The applicants fled Syria because of a real threat caused to them and their close relatives by the Syrian government and local militia. They arrived to Lithuania by crossing Lithuanian-Belarussian border, however, on several occasions they were returned to Belarus without providing them with the opportunity to apply for asylum. The applicants have entered the territory of Lithuania again, and on this occasion, because of interim measures applied by the ECtHR, prohibiting their return to Belarus, were allowed to file requests for asylum.
The petition before the ECtHR raises the question of violation of Article 2, guaranteeing the right to life, and Article 3, prohibiting torture and other inhuman or degrading treatment, because of the actions of Lithuanian officers preventing the applicants from submitting applications for asylum and returning them to Belarus, where they faced a real risk of being returned back to Syria. In this way, the imperative principle of non-refoulement, established in international refugee and human rights, has been violated. The non-refoulement principle prohibits the return of persons to the country where they would face a threat of persecution, or to a third country, without ensuring that they would not be returned to their country of origin (the so called chain-refoulement).
The petition also raises a question regarding the violation of Article 4 of the 4th Protocol of the Convention, prohibiting collective expulsion of aliens. The applicants have been subject to summary returns as a group, without assessing their individual circumstances and without providing for the opportunity for review of such decisions.
The question of violation of Article 3 of the Convention, prohibiting torture and inhuman and degrading treatment, is also being raised because of inhuman and degrading conditions in which the applicants on several occasions have been pushed back to Belarus. The applicants lacked food, water, shelter, they were forced to spend the nights in the forest under the open sky. They were mentally and physically exhausted, there were also children among the applicants, who were subjected to especially vulnerable, life threating situation. Such situation was a direct consequence of the officers‘ actions which failed to comply with the requirements of Article 3 of the Convention.
The petition also raises a question regarding the violation of Article 13 of the Convention, providing that there should exist effective remedies for the violation of Convention rights. The applicants were subject to summary returns to Belarus without any procedural guarantees and without individual decisions which might have been challenged before court. Therefore the applicants did not have any effective means to defend their rights in the case of their forced removal.
The petition to the ECtHR has been filed in cooperation between the Human Rights Monitoring Institute and the law firm Spectrum Legis.

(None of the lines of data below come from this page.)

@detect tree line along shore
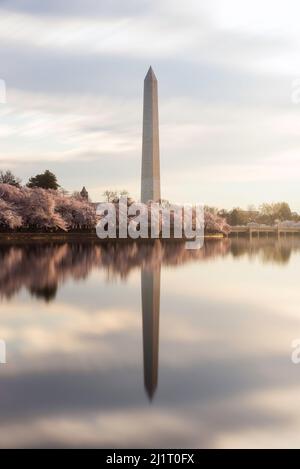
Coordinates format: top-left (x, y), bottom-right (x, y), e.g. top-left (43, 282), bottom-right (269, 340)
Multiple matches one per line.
top-left (0, 169), bottom-right (298, 235)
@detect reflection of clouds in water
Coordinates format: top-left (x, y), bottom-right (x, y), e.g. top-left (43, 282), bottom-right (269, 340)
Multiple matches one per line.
top-left (0, 301), bottom-right (140, 371)
top-left (0, 357), bottom-right (297, 448)
top-left (0, 237), bottom-right (299, 301)
top-left (0, 238), bottom-right (300, 447)
top-left (1, 280), bottom-right (299, 369)
top-left (0, 398), bottom-right (289, 448)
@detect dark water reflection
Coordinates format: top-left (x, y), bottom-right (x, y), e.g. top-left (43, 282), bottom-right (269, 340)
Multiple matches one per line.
top-left (0, 238), bottom-right (300, 447)
top-left (1, 237), bottom-right (299, 301)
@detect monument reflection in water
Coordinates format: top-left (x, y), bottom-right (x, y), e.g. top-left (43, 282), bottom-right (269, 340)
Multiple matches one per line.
top-left (1, 238), bottom-right (300, 447)
top-left (1, 237), bottom-right (299, 402)
top-left (141, 264), bottom-right (161, 400)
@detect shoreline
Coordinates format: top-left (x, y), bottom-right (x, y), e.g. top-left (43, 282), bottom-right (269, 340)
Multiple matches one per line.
top-left (0, 232), bottom-right (225, 244)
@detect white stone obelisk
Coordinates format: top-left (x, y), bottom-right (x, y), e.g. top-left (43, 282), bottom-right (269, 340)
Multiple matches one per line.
top-left (141, 67), bottom-right (161, 203)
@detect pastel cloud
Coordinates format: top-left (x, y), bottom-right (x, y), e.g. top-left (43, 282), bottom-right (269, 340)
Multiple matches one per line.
top-left (0, 1), bottom-right (300, 209)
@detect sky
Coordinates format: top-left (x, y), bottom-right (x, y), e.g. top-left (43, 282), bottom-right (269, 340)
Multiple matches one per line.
top-left (0, 0), bottom-right (300, 210)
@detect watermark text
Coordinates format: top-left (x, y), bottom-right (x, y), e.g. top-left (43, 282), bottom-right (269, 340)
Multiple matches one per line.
top-left (0, 79), bottom-right (6, 104)
top-left (0, 340), bottom-right (6, 364)
top-left (96, 198), bottom-right (204, 250)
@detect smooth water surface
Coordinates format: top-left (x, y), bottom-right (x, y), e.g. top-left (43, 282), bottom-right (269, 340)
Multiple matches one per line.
top-left (0, 238), bottom-right (300, 448)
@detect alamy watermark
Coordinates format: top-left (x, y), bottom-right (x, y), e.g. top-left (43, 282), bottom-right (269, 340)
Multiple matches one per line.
top-left (96, 198), bottom-right (204, 250)
top-left (0, 79), bottom-right (6, 104)
top-left (291, 339), bottom-right (300, 364)
top-left (0, 340), bottom-right (6, 364)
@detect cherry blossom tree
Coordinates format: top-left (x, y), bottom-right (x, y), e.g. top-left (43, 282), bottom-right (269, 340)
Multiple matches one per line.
top-left (54, 192), bottom-right (97, 230)
top-left (0, 184), bottom-right (97, 231)
top-left (0, 184), bottom-right (230, 235)
top-left (0, 199), bottom-right (22, 229)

The case is part of strategic litigation programme, launched by the Institute in 2022. The purpose of the programme is to seek judicial assessment of the flaws in Lithuanian asylum and migration system and the correction of the practices of the State institutions.
The programme is part of the project “Crossing the border: monitoring and advocating for the rights of migrants and asylum seekers”, supported by the Open Society Foundations.